Kann man diese Hitze noch toppen? Die Nachbarn habe ich nur kurz gesehen, aber sie meinten, 42,5 Grad auf dem Balkon. Im Auto dann 44 Grad. AchdumeineGüte! Heute Hektik: das fussverletzte Kind war bei der Oma (Danke!), da wir beide den letzten Arbeitstag hatten (Yippiihhhh). Das andere Kind ist ja eh bei der Oma, nein, mehr beim Fussballcamp. Aber es übernachtet, duscht und isst bei der Oma. Nach der Arbeit in der Hitze zum Bahnhof laufen, war oberanstrengend. Manchmal habe ich echt das Gefühl, dass die Sonne mir das Hirn verbrennt. Der Zug hatte nur 5 Minuten Verspätung und war leider ziemlich voll. Ein Kind, das schrie und schrie. Dazu schrie die Mutter noch. Kurz habe ich überlegt ein zu greifen. Aber hey, was sagt man da? Klar, es war heiß. Ich bin auch nicht immer geduldig. Aber im vollen Zug sein Kind 15 Minuten schreien zu lassen, ist dann doch eine Zumutung. Für alle. Das Kind war auch bestimmt schon 3 oder 4 Jahre alt, also kein kleines Baby mehr. Und zurück schreien? Die Männer, die schon leicht angetrunken Karten gespielt haben, wurden auch immer lauter bis sie sich die Zahlen an den Kopf geschrieen haben. Bei dem Lärm geht es nicht anders, meinten sie. Schließlich hatten sie aber auch Erbarmen, das Kind durfte sich zu ihnen setzen und zu schauen. Ab da war dann auch Ruhe. Hoffentlich ging es noch ein Weilchen so, ich durfte dann aussteigen. Schnell nach Hause, dann weiter zur Oma, Kind holen und zur Ärztin bringen. Doch die schaut sich den Fuß gar nicht an! Wir sollen den Verband noch drauf lassen und am Montag noch mal kommen. Auch gut. In den Nachrichten höre ich dann, dass die Böschung an den Bahngleisen brennt. Da habe ich ja noch mal Glück gehabt! Später wäre ich nicht mehr so leicht weg gekommen.

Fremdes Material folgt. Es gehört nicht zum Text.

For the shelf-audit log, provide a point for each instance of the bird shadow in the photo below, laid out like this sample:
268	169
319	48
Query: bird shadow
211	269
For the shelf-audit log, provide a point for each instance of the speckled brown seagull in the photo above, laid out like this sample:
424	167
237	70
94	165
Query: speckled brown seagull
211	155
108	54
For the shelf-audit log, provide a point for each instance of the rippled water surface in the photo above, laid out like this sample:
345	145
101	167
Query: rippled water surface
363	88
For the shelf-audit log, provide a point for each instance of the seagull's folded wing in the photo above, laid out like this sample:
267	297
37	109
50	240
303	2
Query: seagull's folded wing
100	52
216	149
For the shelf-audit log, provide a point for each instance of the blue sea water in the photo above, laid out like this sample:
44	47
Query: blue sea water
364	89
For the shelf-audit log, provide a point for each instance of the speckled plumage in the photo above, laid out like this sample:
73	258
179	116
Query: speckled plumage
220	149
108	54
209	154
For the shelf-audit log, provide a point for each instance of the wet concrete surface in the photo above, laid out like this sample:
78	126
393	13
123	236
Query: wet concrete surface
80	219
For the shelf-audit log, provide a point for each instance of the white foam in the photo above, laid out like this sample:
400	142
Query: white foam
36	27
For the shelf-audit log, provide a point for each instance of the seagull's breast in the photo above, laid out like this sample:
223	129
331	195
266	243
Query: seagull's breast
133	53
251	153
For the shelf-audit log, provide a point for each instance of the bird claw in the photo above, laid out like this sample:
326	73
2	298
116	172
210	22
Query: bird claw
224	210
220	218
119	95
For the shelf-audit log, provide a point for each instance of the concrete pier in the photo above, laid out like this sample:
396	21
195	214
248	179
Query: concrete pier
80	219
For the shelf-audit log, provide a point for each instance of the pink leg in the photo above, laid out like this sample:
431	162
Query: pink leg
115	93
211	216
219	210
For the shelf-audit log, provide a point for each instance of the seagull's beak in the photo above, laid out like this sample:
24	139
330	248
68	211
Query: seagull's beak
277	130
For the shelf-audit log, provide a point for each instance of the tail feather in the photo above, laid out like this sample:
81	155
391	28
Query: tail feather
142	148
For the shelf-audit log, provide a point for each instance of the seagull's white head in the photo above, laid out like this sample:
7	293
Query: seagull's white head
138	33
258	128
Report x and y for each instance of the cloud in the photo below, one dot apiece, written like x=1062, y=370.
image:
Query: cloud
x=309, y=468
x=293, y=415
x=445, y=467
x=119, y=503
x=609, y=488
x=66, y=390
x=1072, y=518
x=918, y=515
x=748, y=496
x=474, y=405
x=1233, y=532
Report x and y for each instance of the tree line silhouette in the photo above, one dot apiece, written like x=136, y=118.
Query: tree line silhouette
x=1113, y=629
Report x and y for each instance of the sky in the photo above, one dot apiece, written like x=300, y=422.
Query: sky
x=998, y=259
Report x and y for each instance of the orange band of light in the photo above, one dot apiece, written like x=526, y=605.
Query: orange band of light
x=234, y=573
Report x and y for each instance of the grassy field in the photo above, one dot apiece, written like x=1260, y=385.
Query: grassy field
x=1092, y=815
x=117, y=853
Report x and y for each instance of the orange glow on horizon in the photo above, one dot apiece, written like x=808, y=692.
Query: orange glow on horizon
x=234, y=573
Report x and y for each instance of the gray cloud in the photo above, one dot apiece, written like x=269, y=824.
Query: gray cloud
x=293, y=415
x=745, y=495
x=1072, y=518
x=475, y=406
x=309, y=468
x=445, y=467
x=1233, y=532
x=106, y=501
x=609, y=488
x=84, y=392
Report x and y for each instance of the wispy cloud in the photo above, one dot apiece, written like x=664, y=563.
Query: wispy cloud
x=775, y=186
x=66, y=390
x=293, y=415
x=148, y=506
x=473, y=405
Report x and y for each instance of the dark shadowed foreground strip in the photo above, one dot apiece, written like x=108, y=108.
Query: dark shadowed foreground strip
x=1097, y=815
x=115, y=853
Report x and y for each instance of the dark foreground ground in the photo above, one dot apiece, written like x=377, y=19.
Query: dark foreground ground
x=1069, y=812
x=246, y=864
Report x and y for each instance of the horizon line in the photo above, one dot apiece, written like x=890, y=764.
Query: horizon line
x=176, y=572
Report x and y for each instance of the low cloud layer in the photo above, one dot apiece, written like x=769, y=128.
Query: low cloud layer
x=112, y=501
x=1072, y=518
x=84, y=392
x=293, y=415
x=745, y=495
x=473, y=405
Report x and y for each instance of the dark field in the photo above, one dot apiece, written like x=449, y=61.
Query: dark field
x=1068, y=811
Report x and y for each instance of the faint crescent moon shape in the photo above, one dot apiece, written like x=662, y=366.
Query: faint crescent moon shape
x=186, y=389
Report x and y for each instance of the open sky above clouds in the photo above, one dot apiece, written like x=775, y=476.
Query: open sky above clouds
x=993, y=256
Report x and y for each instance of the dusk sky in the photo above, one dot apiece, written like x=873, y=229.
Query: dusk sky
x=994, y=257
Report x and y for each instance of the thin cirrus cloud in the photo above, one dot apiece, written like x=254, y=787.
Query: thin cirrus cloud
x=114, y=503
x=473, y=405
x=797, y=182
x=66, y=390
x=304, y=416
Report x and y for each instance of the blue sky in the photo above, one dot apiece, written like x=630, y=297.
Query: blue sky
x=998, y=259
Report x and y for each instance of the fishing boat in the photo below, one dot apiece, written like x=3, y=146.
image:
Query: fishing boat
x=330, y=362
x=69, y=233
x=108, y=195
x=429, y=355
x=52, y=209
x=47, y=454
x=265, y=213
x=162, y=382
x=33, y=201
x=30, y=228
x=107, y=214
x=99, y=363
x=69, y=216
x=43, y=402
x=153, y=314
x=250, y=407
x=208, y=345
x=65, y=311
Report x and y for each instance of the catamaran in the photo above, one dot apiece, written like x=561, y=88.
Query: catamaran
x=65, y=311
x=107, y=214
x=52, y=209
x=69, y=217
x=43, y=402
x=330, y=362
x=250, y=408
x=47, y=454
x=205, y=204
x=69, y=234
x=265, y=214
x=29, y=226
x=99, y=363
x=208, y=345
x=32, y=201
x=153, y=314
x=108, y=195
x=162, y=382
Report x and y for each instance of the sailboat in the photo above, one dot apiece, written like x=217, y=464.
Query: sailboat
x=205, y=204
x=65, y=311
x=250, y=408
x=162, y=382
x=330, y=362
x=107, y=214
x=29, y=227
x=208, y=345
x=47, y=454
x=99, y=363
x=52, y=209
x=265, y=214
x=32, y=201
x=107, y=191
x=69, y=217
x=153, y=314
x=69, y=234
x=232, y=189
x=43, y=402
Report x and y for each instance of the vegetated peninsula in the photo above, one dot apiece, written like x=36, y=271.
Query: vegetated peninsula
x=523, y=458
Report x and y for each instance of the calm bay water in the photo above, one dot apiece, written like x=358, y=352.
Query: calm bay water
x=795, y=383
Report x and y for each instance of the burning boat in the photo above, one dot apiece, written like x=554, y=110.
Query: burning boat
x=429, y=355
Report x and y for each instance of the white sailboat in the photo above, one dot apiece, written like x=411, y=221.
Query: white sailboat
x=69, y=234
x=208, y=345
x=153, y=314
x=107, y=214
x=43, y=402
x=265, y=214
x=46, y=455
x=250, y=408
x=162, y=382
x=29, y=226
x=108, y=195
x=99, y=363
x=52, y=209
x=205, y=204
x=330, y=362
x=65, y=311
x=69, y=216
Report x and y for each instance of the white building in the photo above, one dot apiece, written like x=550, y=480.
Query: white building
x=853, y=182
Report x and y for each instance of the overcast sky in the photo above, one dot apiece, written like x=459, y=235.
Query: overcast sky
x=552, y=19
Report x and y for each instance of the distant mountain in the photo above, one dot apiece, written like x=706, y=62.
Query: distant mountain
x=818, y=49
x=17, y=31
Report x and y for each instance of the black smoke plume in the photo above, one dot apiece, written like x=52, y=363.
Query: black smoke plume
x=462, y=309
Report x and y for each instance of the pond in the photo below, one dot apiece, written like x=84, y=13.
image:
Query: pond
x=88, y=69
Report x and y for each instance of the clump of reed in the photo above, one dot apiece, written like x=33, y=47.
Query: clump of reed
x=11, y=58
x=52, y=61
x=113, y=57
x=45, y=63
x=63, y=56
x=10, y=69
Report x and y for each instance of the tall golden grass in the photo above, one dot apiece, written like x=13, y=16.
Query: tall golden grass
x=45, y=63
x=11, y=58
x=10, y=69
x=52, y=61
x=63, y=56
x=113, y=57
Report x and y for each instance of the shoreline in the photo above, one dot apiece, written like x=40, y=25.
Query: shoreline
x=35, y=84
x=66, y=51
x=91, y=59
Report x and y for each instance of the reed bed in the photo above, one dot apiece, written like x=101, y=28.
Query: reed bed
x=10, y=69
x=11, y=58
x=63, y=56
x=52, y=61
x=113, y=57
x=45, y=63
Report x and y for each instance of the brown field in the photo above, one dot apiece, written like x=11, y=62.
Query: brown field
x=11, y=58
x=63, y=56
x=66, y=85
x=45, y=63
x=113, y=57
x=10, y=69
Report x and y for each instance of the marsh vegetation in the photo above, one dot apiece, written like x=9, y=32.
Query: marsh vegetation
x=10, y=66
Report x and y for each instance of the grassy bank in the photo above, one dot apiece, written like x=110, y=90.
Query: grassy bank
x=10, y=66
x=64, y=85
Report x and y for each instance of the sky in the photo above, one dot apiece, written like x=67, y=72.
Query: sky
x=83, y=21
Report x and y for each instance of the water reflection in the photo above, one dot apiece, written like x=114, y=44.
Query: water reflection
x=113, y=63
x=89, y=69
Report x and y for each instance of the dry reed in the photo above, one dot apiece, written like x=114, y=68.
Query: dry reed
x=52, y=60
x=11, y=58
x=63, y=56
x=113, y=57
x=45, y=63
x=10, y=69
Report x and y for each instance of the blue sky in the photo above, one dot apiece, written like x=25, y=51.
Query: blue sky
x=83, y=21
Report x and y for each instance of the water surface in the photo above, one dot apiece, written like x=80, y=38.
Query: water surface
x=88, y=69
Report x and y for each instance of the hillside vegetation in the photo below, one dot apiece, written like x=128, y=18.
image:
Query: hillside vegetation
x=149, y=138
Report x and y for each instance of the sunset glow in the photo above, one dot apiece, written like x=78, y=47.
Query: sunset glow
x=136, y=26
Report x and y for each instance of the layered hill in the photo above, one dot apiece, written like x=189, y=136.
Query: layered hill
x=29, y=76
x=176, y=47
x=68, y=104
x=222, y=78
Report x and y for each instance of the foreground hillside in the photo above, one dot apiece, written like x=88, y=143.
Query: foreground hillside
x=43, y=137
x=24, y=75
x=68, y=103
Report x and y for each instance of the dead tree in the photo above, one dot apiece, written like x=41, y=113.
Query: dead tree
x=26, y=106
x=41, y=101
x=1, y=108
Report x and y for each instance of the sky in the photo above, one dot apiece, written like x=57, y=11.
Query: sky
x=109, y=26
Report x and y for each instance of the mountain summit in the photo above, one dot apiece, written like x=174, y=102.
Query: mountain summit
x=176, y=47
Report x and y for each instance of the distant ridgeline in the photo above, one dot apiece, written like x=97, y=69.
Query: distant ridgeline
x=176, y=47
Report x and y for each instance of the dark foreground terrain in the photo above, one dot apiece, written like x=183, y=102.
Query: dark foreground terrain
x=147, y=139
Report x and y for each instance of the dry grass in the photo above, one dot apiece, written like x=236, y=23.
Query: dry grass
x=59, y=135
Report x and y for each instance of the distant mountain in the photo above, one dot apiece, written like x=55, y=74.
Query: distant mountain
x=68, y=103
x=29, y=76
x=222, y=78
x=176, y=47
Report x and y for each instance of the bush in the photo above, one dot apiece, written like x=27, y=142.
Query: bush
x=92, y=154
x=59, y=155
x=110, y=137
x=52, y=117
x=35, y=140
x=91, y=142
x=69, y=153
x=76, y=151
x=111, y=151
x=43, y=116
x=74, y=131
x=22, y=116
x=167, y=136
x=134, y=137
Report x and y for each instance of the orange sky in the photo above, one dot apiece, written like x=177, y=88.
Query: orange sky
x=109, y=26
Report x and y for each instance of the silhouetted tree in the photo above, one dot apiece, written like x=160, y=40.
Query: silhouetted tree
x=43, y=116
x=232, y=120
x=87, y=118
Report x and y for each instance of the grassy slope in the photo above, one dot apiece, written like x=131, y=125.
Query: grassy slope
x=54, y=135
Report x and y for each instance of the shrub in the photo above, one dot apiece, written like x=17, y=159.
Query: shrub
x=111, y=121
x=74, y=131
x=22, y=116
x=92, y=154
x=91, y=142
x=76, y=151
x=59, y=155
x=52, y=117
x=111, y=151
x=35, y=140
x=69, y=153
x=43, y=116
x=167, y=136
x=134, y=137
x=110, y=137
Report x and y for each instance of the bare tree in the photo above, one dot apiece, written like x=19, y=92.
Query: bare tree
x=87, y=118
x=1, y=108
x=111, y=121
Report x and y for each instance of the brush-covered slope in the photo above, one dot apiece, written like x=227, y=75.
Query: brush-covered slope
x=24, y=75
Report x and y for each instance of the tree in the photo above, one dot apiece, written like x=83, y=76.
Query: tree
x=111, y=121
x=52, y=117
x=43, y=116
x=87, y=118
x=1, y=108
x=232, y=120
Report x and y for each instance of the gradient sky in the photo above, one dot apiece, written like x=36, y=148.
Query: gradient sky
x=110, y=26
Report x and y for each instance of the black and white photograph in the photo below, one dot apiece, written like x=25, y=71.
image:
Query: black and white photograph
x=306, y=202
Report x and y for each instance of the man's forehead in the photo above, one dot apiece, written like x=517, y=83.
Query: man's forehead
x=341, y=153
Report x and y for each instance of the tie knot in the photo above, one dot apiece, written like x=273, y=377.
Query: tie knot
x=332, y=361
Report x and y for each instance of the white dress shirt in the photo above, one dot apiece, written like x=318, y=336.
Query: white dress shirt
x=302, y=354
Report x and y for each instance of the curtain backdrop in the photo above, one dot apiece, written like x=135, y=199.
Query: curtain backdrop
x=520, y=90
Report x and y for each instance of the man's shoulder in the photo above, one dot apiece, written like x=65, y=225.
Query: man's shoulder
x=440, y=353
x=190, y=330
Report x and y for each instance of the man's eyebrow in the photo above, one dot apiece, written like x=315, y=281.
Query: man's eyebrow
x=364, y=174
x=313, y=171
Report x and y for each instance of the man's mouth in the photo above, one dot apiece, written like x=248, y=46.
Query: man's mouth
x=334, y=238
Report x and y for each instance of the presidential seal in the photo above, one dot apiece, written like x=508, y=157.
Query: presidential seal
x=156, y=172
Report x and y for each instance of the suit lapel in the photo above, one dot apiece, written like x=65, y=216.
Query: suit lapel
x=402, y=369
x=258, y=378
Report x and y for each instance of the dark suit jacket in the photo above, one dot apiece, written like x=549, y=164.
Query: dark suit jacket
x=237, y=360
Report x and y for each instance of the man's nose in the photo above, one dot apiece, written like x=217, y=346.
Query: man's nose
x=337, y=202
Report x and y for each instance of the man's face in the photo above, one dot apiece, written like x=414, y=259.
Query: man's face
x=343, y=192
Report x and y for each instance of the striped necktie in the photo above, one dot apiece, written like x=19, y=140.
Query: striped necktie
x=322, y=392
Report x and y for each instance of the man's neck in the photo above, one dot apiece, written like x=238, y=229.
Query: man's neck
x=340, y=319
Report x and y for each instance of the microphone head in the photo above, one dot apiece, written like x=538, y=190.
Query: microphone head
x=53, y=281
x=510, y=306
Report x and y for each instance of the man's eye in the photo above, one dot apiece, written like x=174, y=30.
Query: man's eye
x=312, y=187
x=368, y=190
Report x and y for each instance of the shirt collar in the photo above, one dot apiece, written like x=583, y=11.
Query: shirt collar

Jetzt hammer Urlaub! Auch schön 🙂

Streik

Die Bahn streikt mal wieder. Zeitpunkt? – Ziemlich blöd. In Zeiten, in denen Fernbusse boomen und Nahstrecken ebenfalls oft mit Bussen bzw. privaten Anbietern zurückgelegt werden. Es scheint eher wie ein politisches Aussitzen. Die Dummen sind die Zugfahrenden. So auch ich. Dabei habe ich Glück und die Strecke, die ich zur Arbeit fahre, ist relativ pünktlich und wird wenig bestreikt. So auch heute, ich kam hin und zurück mit dem Zug und musste nicht mal meine Arbeitszeit anpassen. Jedoch auf dem Rückweg hatte ich mich zu früh gefreut: Personenschaden. Erst mal war ich genervt, weil ich noch so viel zu tun hatte und mein Tag heute sehr gut durchgetaktet war. Ohje, das Kind muss vor verschlossener Tür warten, ich kann das Auto nicht mehr aus der Werkstatt holen und einkaufen geht eh nicht mehr, ausserdem wartet der Mann ohne Jacke, dass ich das Kind bringe und mein Händy ist nicht aufgeladen! Zudem hatte ich mein Buch vergessen und musste in langweiligen Zeitschriften schmökern, die ich morgens am Bahnhof noch eingepackt hatte. Nach kurzer Besinnungs habe ich meine Auszeit nicht genossen, aber doch bewusst wahrgenommen. Meine Familie ist dort nicht unterwegs, aber eine Familie wird es treffen. Leicht Gänsehaut überkommt mich auch jetzt noch. Was machen die (im Nachhinein) paar Minuten schon aus, wenn ich heil ankommen kann. Dankbar verlasse ich den Zug und hetze weiter durch meinen Nachmittag.